To these ends, I have invited several new executive editors with expertise both to organize fair peer review of the types of manuscripts Cognition and Instruction has received in the past and to mentor scholars new to our community, as they frame research that speaks to our broadening interests. I hope to give voice to the editors by reinstating short editorials and what diSessa (Citation2008) called “theory bites” as a way for us to model and facilitate the discussion of our community. Like Rogers has done above, I would like to thank Jennifer Cromley, Kim Gomez, Kara Jackson, and Kevin O'Neil for continuing to serve as editors under my leadership. I would also like to welcome several new members to our editorial team who bring much needed enthusiasm and expertise; Megan Bang, Joshua Danish, Thomas Phillip, and Jeffery Shih. I would also welcome Jamie Gravell as our new editorial assistant. Jamie is a PhD candidate in UCLA's division of Urban Schooling with an interest in teacher education at the intersection of learning theory, technology integration, and civic engagement. In the short few weeks I have been reviewing and processing manuscripts, she has been invaluable.

In closing, I would like to thank Rogers for his leadership and the work that he has started in expanding the scope of the journal. He worked tirelessly to attract new types of manuscripts to the journal, and the landscape of Cognition and Instruction has evolved in positive ways under his editorship. The work he published provided a strong empirical base to investigate learning theory and demonstrated an increased attention to issues of how culture, community, equity, and social justice can all be legitimately considered aspects of Cognition and Instruction. In response, the visibility of the journal increased as well. The impact factor rose from 1.75 in 2013 to 2.17 in 2015, with a 5-year impact factor of 2.9.

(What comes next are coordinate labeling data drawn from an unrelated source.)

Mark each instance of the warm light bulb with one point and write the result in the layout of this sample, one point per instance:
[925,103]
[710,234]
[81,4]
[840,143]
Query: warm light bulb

My goal is to continue to push Cognition and Instruction along the path set out by the editors before me, and I will require the participation of the community. I hope to lean heavily on the executive editors, editorial board, and readership for advice on topics of interest (including topics for special issues), on how to facilitate constructive debate, and on feedback concerning the process of peer review. I hope that everyone in our community will stay engaged—with each other and with the important work of advancing our understanding of what it means to know something and the details of how that knowing comes to happen.

References

  • Bang, M., & Vossoughi, S. ( 2016). Participatory design research and educational justice: Studying learning and relations within social change making. Cognition & Instruction, 34(3), 173–193.
  • Schauble, L., & Beck, I. (1994). Editors' Comment. Cognition and Instruction, 26(4), 95–95.

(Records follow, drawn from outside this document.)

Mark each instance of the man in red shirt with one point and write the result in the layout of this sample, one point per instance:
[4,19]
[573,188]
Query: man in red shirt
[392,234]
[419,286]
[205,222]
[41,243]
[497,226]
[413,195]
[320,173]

  • diSessa, A., (2008). A Note from the Editor. Cognition and Instruction, 26(4), 427–429.
  • Enyedy, N. (2003). Knowledge construction and collective practice: At the intersection of learning, talk, and social configurations in a computer-mediated mathematics classroom. The Journal of the Learning Sciences, 12(3), 361–408.
  • Enyedy, N. (2005). Inventing Mapping: Creating cultural forms to solve collective problems. Cognition and Instruction, 23(4), 427–466.

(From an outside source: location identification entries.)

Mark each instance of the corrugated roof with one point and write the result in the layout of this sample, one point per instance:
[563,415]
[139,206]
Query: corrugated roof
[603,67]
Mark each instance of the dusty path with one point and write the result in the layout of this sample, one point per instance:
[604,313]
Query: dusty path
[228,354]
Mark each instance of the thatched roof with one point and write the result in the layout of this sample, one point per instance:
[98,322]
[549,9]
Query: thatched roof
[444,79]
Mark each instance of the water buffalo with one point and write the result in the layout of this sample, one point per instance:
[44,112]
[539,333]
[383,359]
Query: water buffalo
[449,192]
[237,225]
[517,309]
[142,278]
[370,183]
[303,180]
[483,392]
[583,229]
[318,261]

  • Enyedy, N., Danish, J. A., & DeLiema, D. (2015). Constructing liminal blends in a collaborative augmented-reality learning environment. International Journal of Computer-Supported Collaborative Learning, 10(1), 7–34.
  • McCutchen & Putnam. (1993). From the Editors. Cognition and Instruction, 16(1), 1–2.
  • Hall, R., & Phillips, N. C. ( 2013). Editorial: Looking forward from 10 years of published articles. Cognition & Instruction, 31(4), 377–387.
  • Manz, E. ( 2015). Resistance and development of scientific practice: Designing the mangle into science instruction. Cognition & Instruction, 33(2), 89–124.
  • Resnick, L. B. (1984). Editorial. Cognition and Instruction, 1(1), 1–4.
  • Rubel, L. H., Lim, V. Y., Hall-Wieckert, M., & Sullivan, M. ( 2016). Teaching mathematics for spatial justice: An investigation of the lottery. Cognition & Instruction, 34(1), 1–26.